Question
Let f be the function given by \(f(x) = {{\rm{e}}^{0.5x}}\) , \(0 \le x \le 3.5\) . The diagram shows the graph of f .
On the same diagram, sketch the graph of \({f^{ – 1}}\) .
Write down the range of \({f^{ – 1}}\) .
Find \({f^{ – 1}}(x)\) .
Answer/Explanation
Markscheme
A1A1A1 N3
Note: Award A1 for approximately correct (reflected) shape, A1 for right end point in circle, A1 for through \((1{\text{, }}0)\) .
\(0 \le y \le 3.5\) A1 N1
[1 mark]
interchanging x and y (seen anywhere) M1
e.g. \(x = {e^{0.5y}}\)
evidence of changing to log form A1
e.g. \(\ln x = 0.5y\) , \(\ln x = \ln {{\rm{e}}^{0.5y}}\) (any base), \(\ln x = 0.5y\ln {\rm{e}}\) (any base)

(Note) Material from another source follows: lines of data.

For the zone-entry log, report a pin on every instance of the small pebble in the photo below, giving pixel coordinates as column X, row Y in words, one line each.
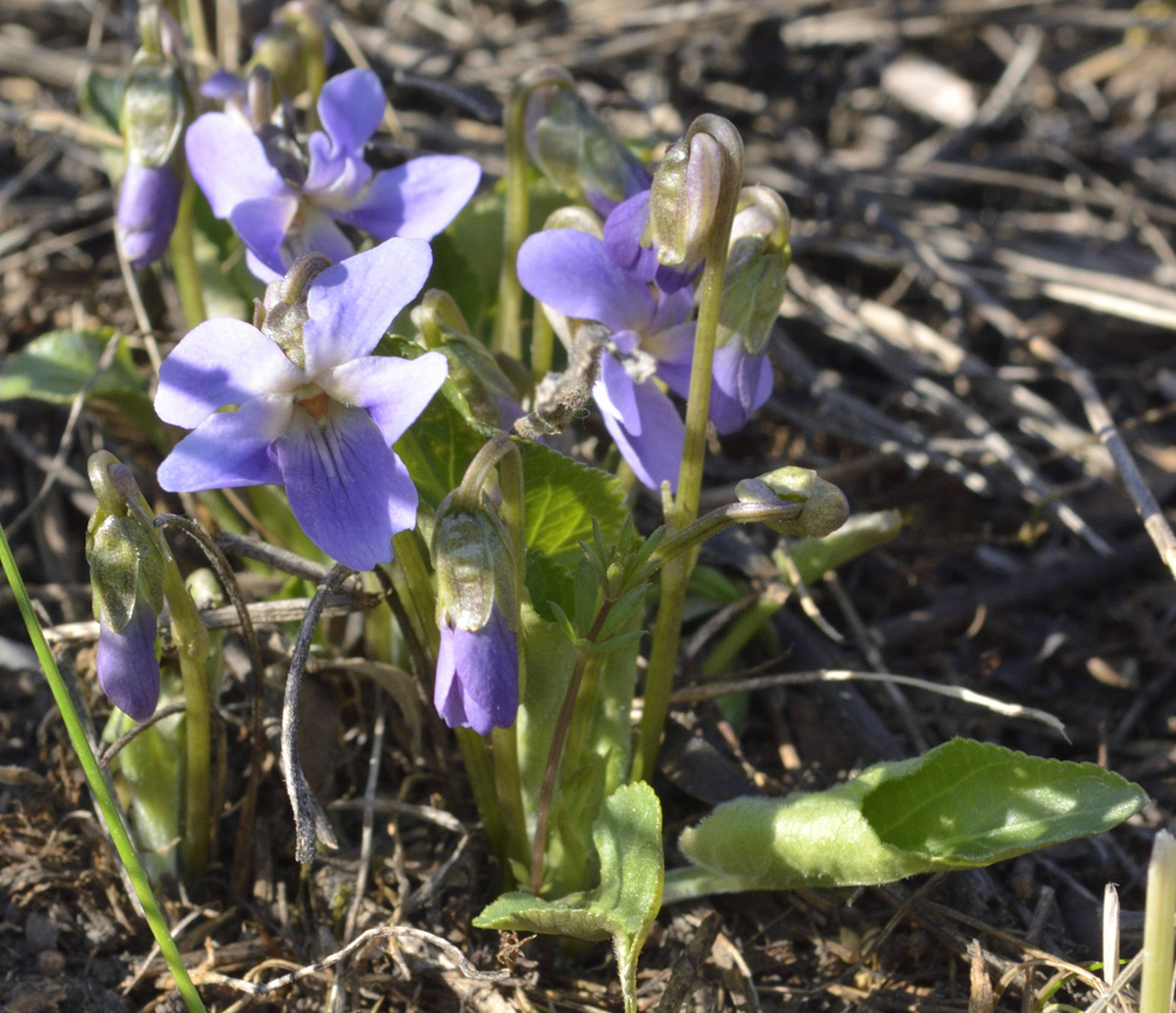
column 51, row 963
column 40, row 934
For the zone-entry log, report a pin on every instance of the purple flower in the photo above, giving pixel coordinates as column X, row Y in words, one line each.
column 477, row 675
column 283, row 212
column 574, row 274
column 147, row 208
column 323, row 428
column 127, row 666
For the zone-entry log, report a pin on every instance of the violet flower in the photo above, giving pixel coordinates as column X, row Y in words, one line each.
column 127, row 666
column 318, row 417
column 148, row 205
column 574, row 274
column 282, row 212
column 476, row 681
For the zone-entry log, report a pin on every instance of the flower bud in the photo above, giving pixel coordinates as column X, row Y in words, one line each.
column 154, row 105
column 477, row 606
column 294, row 48
column 683, row 199
column 152, row 118
column 577, row 152
column 148, row 205
column 127, row 575
column 824, row 507
column 757, row 264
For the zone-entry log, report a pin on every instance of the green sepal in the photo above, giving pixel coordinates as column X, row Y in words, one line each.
column 963, row 805
column 627, row 836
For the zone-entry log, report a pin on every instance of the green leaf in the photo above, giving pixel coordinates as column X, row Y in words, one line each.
column 970, row 804
column 563, row 499
column 964, row 804
column 632, row 867
column 57, row 365
column 551, row 584
column 438, row 448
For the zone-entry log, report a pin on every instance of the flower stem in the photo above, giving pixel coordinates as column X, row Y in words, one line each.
column 192, row 641
column 1156, row 984
column 556, row 753
column 509, row 324
column 183, row 258
column 676, row 573
column 98, row 785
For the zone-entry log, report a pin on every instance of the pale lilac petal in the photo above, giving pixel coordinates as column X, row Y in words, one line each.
column 348, row 490
column 622, row 237
column 674, row 352
column 446, row 689
column 742, row 382
column 229, row 448
column 477, row 676
column 316, row 234
column 616, row 395
column 127, row 666
column 416, row 200
column 351, row 107
column 220, row 362
column 263, row 224
column 148, row 204
column 394, row 390
column 657, row 455
column 229, row 164
column 571, row 272
column 334, row 180
column 352, row 304
column 260, row 270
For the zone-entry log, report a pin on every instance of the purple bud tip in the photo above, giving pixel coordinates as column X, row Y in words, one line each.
column 477, row 676
column 147, row 210
column 127, row 667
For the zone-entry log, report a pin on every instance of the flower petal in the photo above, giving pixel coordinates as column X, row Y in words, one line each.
column 348, row 490
column 742, row 382
column 127, row 666
column 220, row 362
column 229, row 448
column 657, row 454
column 571, row 271
column 615, row 394
column 317, row 234
column 148, row 204
column 394, row 390
column 351, row 107
column 417, row 199
column 229, row 164
column 263, row 223
column 673, row 308
column 352, row 304
column 487, row 672
column 446, row 689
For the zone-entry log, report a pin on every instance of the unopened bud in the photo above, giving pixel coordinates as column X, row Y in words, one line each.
column 474, row 567
column 683, row 199
column 757, row 265
column 123, row 555
column 824, row 506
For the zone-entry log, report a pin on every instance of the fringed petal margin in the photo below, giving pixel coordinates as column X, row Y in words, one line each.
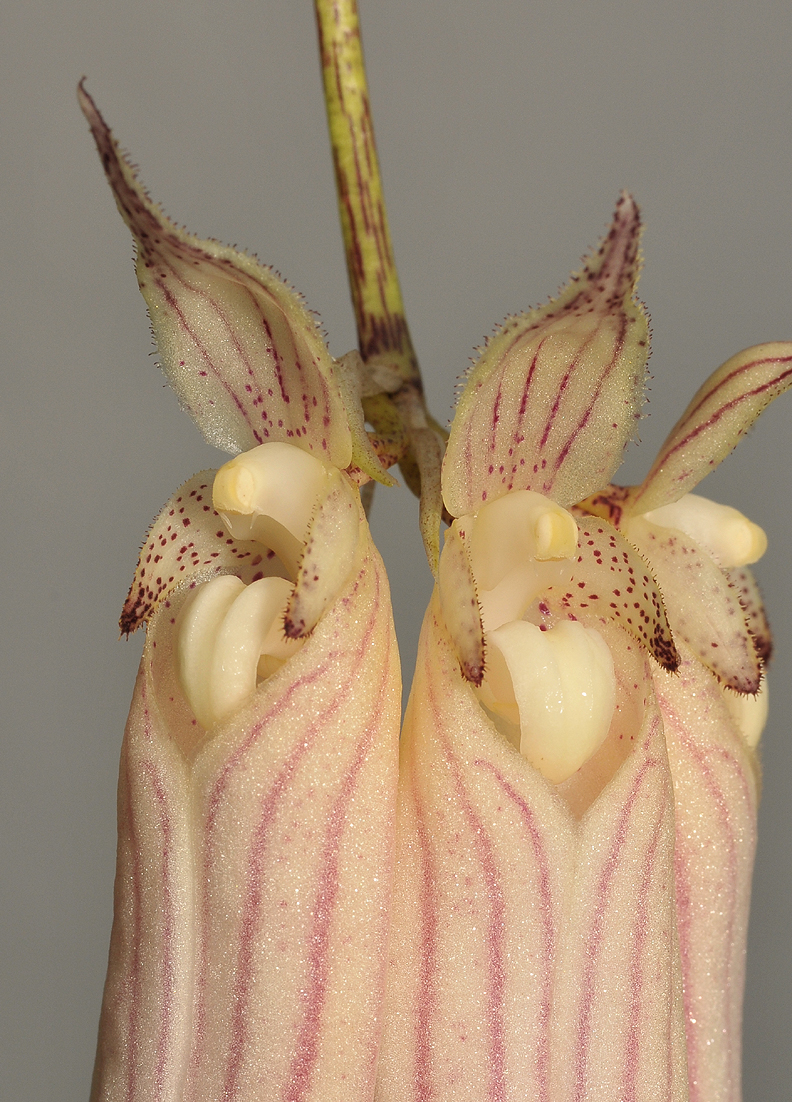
column 532, row 955
column 554, row 398
column 243, row 354
column 279, row 825
column 720, row 413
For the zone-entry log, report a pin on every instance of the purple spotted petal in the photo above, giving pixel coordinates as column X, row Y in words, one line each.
column 611, row 580
column 745, row 583
column 703, row 608
column 250, row 933
column 238, row 346
column 533, row 955
column 329, row 552
column 722, row 412
column 553, row 400
column 188, row 542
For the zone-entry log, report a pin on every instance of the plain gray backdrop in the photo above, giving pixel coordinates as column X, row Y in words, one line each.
column 506, row 130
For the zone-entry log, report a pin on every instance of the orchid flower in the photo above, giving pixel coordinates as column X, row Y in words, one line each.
column 578, row 778
column 546, row 895
column 259, row 765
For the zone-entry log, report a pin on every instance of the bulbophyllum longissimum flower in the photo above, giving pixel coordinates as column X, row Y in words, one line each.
column 578, row 777
column 553, row 904
column 259, row 766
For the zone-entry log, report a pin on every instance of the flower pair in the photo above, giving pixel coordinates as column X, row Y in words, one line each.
column 546, row 896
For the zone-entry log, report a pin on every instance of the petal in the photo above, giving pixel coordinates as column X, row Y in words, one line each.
column 188, row 542
column 457, row 593
column 715, row 793
column 722, row 412
column 610, row 579
column 252, row 901
column 742, row 580
column 329, row 552
column 521, row 937
column 484, row 860
column 703, row 608
column 553, row 400
column 238, row 346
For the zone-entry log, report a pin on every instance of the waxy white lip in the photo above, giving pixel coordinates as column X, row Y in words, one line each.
column 729, row 537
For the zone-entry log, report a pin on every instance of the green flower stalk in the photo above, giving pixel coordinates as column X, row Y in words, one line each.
column 545, row 895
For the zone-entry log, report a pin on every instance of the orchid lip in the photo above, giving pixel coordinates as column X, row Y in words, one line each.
column 269, row 494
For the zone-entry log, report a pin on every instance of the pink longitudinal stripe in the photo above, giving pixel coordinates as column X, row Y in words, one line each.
column 583, row 1030
column 427, row 964
column 720, row 412
column 307, row 1047
column 207, row 359
column 250, row 921
column 684, row 901
column 165, row 1002
column 546, row 908
column 496, row 924
column 235, row 763
column 249, row 366
column 133, row 981
column 564, row 451
column 638, row 981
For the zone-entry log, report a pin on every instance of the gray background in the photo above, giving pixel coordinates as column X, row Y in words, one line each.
column 506, row 131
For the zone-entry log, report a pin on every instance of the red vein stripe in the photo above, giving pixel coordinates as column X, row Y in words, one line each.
column 502, row 435
column 304, row 1065
column 549, row 947
column 703, row 416
column 686, row 859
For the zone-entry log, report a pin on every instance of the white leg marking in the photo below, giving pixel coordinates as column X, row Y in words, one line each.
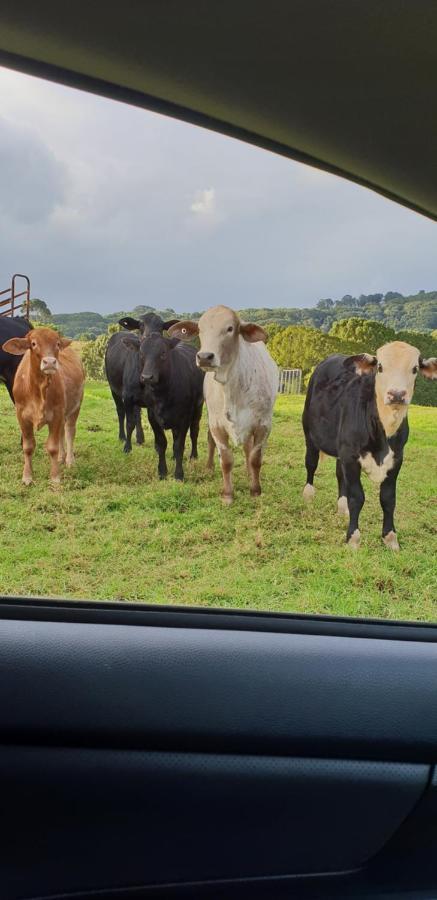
column 308, row 492
column 391, row 541
column 342, row 507
column 355, row 539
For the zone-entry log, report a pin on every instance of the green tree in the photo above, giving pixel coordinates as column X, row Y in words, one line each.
column 93, row 354
column 300, row 347
column 40, row 311
column 366, row 334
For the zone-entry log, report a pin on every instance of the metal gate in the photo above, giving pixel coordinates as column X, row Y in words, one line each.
column 9, row 305
column 290, row 381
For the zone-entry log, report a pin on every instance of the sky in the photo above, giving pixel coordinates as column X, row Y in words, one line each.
column 106, row 206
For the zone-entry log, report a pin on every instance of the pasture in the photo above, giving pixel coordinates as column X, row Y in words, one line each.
column 112, row 530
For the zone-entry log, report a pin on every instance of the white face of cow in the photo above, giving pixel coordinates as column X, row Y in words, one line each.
column 219, row 330
column 396, row 366
column 396, row 371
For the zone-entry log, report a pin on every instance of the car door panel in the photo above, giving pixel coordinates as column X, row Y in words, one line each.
column 141, row 757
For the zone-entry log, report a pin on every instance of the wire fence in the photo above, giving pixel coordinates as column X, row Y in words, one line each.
column 290, row 381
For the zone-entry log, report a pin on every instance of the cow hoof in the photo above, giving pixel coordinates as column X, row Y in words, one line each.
column 308, row 492
column 391, row 541
column 354, row 540
column 342, row 507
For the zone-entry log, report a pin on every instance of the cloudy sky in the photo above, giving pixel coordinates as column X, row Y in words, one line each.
column 106, row 206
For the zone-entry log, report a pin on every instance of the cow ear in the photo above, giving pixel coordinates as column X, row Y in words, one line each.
column 364, row 363
column 16, row 346
column 252, row 332
column 167, row 325
column 184, row 331
column 428, row 367
column 131, row 342
column 129, row 323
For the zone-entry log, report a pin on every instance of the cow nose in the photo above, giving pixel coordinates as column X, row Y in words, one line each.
column 203, row 357
column 396, row 396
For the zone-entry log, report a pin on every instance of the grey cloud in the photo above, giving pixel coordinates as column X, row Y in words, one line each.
column 131, row 207
column 32, row 181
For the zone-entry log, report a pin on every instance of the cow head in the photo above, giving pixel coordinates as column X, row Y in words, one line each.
column 220, row 330
column 146, row 324
column 44, row 345
column 395, row 366
column 154, row 352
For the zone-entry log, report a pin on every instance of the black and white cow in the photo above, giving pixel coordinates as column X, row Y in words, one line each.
column 10, row 328
column 356, row 410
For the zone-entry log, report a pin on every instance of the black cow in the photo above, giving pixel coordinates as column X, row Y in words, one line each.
column 10, row 328
column 161, row 375
column 115, row 361
column 146, row 324
column 356, row 410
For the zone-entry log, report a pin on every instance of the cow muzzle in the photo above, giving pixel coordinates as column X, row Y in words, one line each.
column 49, row 365
column 396, row 398
column 206, row 360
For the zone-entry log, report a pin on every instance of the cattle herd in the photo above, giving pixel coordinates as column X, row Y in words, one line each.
column 355, row 407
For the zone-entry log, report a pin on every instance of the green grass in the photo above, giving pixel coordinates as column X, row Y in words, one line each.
column 114, row 531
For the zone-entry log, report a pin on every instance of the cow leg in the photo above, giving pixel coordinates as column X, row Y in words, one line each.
column 311, row 463
column 387, row 498
column 28, row 443
column 254, row 455
column 179, row 438
column 194, row 431
column 139, row 433
column 9, row 385
column 160, row 444
column 131, row 420
column 119, row 405
column 221, row 439
column 52, row 447
column 211, row 451
column 70, row 434
column 355, row 501
column 62, row 446
column 342, row 507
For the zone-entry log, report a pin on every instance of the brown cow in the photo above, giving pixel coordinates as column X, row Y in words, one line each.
column 48, row 390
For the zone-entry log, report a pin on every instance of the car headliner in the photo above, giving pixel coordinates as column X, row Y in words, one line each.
column 349, row 86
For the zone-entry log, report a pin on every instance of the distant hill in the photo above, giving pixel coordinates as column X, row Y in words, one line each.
column 416, row 312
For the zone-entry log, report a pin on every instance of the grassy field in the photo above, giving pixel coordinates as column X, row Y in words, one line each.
column 113, row 531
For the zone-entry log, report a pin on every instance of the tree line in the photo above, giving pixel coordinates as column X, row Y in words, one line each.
column 415, row 312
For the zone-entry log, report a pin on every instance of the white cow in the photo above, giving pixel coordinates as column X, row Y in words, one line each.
column 241, row 384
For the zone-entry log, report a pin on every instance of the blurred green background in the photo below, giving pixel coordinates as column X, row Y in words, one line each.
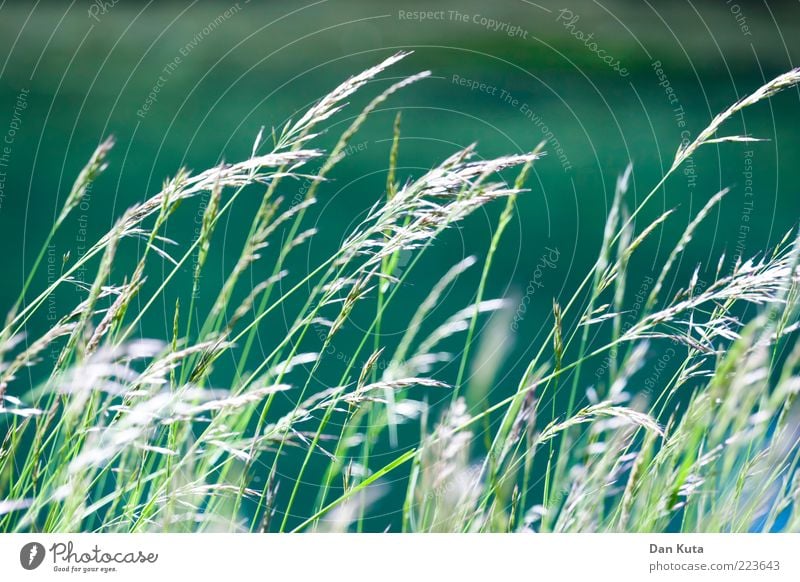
column 506, row 74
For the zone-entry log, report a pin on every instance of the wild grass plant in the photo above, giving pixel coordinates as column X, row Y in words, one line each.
column 105, row 431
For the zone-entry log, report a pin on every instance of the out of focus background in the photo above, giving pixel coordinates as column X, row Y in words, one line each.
column 601, row 82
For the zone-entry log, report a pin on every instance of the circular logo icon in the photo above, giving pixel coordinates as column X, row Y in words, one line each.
column 31, row 555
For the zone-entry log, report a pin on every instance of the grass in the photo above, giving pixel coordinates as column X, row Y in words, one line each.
column 123, row 434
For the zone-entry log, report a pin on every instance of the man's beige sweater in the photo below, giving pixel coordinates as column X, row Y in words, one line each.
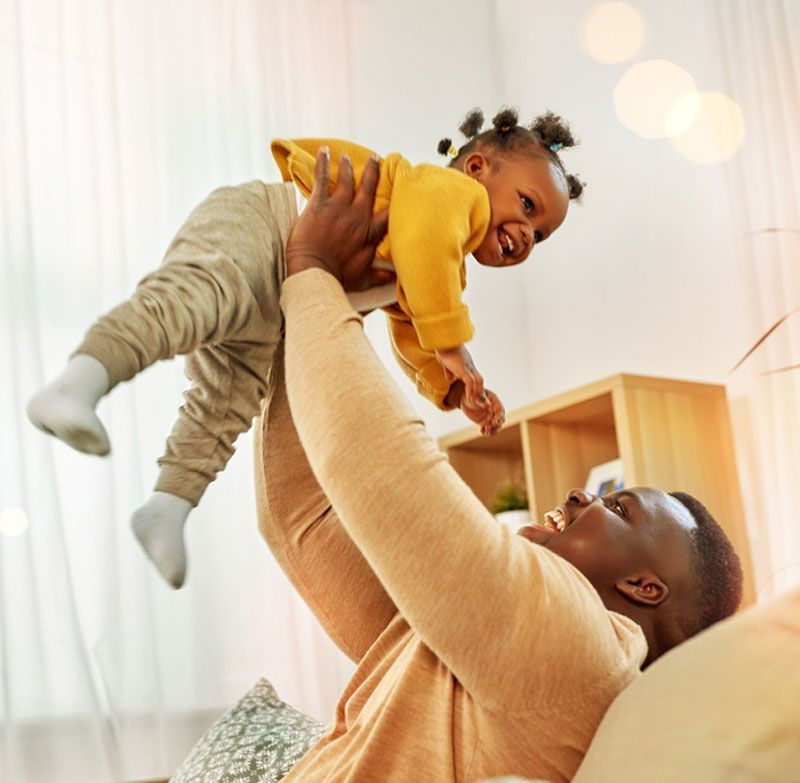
column 478, row 652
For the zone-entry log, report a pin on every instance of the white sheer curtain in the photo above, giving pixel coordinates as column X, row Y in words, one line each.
column 116, row 118
column 762, row 67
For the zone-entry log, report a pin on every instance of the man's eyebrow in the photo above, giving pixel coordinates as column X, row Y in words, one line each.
column 630, row 496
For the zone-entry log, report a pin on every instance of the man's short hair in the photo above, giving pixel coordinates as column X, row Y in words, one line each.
column 717, row 567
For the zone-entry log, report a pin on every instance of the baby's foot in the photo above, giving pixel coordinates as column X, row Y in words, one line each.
column 158, row 526
column 65, row 408
column 57, row 411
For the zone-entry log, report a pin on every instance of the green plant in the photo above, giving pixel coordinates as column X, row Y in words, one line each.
column 509, row 497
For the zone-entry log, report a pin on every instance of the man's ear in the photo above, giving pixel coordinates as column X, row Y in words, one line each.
column 476, row 165
column 643, row 588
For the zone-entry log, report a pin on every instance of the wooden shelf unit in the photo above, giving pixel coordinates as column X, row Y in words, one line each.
column 674, row 435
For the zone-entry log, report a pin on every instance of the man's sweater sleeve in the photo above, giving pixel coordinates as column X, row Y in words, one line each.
column 480, row 597
column 305, row 535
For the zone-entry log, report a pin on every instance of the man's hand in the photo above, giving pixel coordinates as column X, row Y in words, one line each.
column 337, row 231
column 489, row 420
column 458, row 366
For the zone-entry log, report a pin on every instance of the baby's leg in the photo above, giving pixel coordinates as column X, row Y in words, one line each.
column 228, row 377
column 192, row 299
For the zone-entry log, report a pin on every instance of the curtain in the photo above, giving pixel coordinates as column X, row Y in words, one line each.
column 117, row 118
column 762, row 68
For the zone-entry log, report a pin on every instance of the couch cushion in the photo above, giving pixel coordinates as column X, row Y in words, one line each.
column 723, row 707
column 258, row 741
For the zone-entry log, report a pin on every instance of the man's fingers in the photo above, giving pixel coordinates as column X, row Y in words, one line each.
column 321, row 174
column 369, row 180
column 344, row 179
column 380, row 225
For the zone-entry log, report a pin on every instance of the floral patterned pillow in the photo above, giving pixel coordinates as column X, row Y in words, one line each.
column 258, row 741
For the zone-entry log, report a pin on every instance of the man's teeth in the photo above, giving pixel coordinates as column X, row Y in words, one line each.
column 506, row 242
column 555, row 521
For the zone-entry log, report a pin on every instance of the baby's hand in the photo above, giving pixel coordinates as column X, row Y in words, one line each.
column 458, row 365
column 489, row 421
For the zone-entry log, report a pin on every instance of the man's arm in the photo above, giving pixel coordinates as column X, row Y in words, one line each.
column 504, row 615
column 306, row 537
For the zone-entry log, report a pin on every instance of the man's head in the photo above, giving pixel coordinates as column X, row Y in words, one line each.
column 660, row 559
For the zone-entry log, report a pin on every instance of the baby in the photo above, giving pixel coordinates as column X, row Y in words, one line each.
column 216, row 299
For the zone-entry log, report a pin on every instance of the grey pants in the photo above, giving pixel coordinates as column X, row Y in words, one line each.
column 216, row 299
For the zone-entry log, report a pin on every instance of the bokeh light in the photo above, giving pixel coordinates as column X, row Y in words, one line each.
column 13, row 522
column 647, row 95
column 613, row 32
column 716, row 132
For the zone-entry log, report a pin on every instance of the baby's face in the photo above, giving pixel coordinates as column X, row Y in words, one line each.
column 528, row 199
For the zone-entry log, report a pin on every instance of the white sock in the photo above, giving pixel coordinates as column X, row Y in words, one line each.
column 65, row 408
column 158, row 525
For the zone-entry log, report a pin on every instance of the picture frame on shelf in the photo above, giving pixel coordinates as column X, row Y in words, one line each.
column 606, row 477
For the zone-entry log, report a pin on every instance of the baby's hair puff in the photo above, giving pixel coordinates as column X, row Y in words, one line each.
column 544, row 137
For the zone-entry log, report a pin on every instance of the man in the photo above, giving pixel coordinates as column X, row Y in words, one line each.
column 479, row 652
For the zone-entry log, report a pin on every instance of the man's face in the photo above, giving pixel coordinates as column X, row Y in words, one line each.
column 612, row 537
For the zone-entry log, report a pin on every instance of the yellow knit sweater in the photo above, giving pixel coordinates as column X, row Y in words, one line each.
column 437, row 216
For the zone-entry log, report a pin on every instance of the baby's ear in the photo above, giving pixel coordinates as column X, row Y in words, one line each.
column 476, row 165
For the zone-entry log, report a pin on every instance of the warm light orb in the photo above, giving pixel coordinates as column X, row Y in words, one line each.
column 13, row 522
column 613, row 32
column 716, row 133
column 646, row 96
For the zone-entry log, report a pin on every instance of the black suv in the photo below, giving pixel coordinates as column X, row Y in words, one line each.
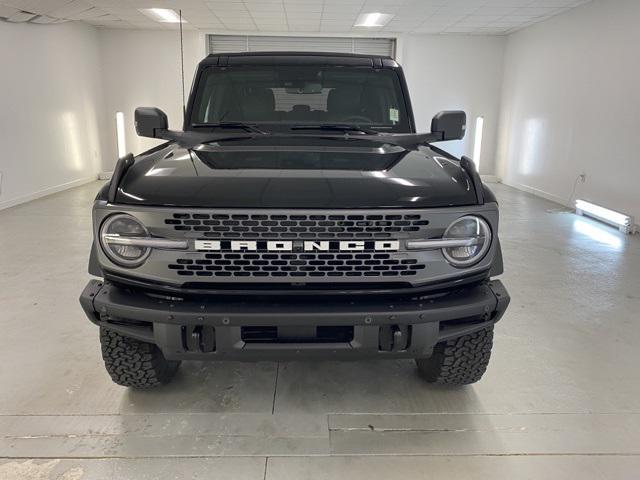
column 297, row 215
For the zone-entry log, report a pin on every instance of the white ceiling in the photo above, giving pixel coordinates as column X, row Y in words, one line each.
column 302, row 16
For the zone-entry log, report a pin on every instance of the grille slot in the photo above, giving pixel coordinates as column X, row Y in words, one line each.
column 298, row 226
column 292, row 264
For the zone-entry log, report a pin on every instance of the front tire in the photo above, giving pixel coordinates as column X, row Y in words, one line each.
column 459, row 361
column 132, row 363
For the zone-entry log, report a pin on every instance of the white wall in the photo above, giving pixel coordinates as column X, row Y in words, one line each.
column 451, row 72
column 141, row 68
column 49, row 124
column 571, row 105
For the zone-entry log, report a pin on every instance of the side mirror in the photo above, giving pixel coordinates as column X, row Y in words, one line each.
column 451, row 124
column 150, row 121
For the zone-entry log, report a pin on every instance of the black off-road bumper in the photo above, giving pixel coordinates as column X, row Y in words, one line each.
column 219, row 328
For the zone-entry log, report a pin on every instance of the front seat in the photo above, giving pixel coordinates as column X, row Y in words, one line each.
column 344, row 102
column 259, row 105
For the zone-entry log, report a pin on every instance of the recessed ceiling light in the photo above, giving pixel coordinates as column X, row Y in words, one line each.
column 375, row 19
column 163, row 15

\({f^{ – 1}}(x) = 2\ln x\) A1 N1
[3 marks]
Question
Let \(f(x) = {{\rm{e}}^{x + 3}}\) .
(i) Show that \({f^{ – 1}}(x) = \ln x – 3\) .
(ii) Write down the domain of \({f^{ – 1}}\) .
Solve the equation \({f^{ – 1}}(x) = \ln \frac{1}{x}\) .
Answer/Explanation
Markscheme
(i) interchanging x and y (seen anywhere) M1
e.g. \(x = {{\rm{e}}^{y + 3}}\)
correct manipulation A1
e.g. \(\ln x = y + 3\) , \(\ln y = x + 3\)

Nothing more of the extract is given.